J'aime les mots du vocabulaire scientifique. Je ne sais pas dire pourquoi.

Ce n'est pas qu'ils m'impressionnent (d'ailleurs je n'aime vraiment pas ça, être impressionnée, j'ai une antipathie spontanée envers ceux dont je perçois les manœuvres en ce sens).

Je ne peux pas dire non plus que les mots scientifiques m'inspirent un respect quasi religieux genre te fatigue pas tu comprendras pas faut être initié. Je crois que c'est plutôt le contraire. Les mots scientifiques, surtout ceux du domaine mathématique (là aussi pourquoi va savoir) me rassurent, m'enveloppent.

Je les ressens comme des mots amis, familiers. Avec eux je me sens comme on dit en pays de connaissance. Étonnant, non ?

 

Parce que certes j'ai fait un peu de math dans ma jeunesse folle (si peu) (de math) (et de folie aussi en fait), mais le pays de connaissance qu'il m'en reste tient plus de Monaco ou d'Andorre que de la Russie, ou du Canada.

Côté superficie s'entend, ne rien en déduire sur ma vision géopolitique du monde.

En tout cas il y a là une certaine logique. Qui dit Monaco dit casino, qui dit casino dit jeux de hasard, qui dit hasard dit probabilités, qui dit probabilités dit algorithme. CQFD.

 

Les mots de la mathématique, en outre, me sont agréables à prononcer. (Au point où j'en suis de confessions intimes, tant pis je balance tout).

Équilatéral, axiome, arithmétique, asymptote, corollaire, algèbre, abscisse, logarithme, algorithme (belles anagrammes ces deux-là).

Au moins on n'a pas l'impression d'ouvrir la bouche pour rien, les différents organes de la phonation n'y jouent pas les utilités. Il faut aimer ar-ti-cu-ler. 

 

Mais l'ennui c'est l'usage qu'on en fait en mode gafa. (Tu me voyais venir, lecteur).
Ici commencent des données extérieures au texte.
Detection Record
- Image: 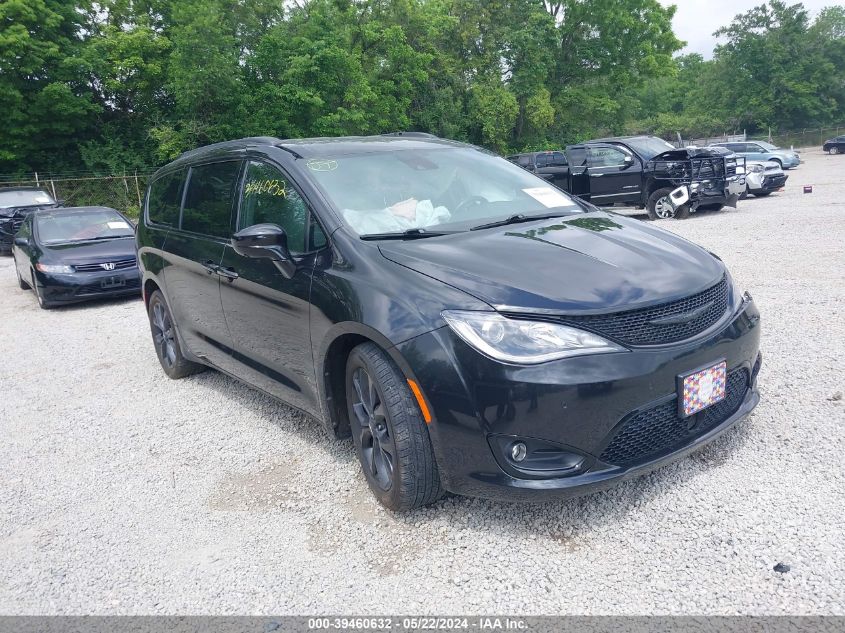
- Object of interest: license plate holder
[100,277,126,290]
[678,359,728,418]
Si j'aime toujours le mot algorithme, c'est désormais d'un amour blessé. J'ai perdu beaucoup de mon plaisir à le dire, à le lire.

Pire : j'éprouve pour lui une sorte de pitié.

 

Pauvre mot exilé de tes terres de pure abstraction, déchu dans le monde réel où sévissent les lois du profit (grossière antiphrase).
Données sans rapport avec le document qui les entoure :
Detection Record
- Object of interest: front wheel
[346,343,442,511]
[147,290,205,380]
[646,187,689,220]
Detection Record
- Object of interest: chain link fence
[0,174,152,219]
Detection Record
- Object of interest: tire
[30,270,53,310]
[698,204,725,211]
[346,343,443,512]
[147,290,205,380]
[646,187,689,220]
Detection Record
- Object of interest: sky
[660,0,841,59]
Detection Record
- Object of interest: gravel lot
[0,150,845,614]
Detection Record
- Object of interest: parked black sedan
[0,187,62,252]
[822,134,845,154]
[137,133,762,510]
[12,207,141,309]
Et tes cyniques exploiteurs, les trafiquants de l'attention*, se revendiquent de la noble ascendance de la mathématique ta mère, alors qu'ils ne font que la prostituer.

 

Algorithme humilié, algorithme mercantilisé, algorithme dénaturé, esclavagisé, mais algorithme bien-aimé quand même.

 

 

 

*cf Bruno Patino La civilisation du poisson rouge. (Grasset 2019)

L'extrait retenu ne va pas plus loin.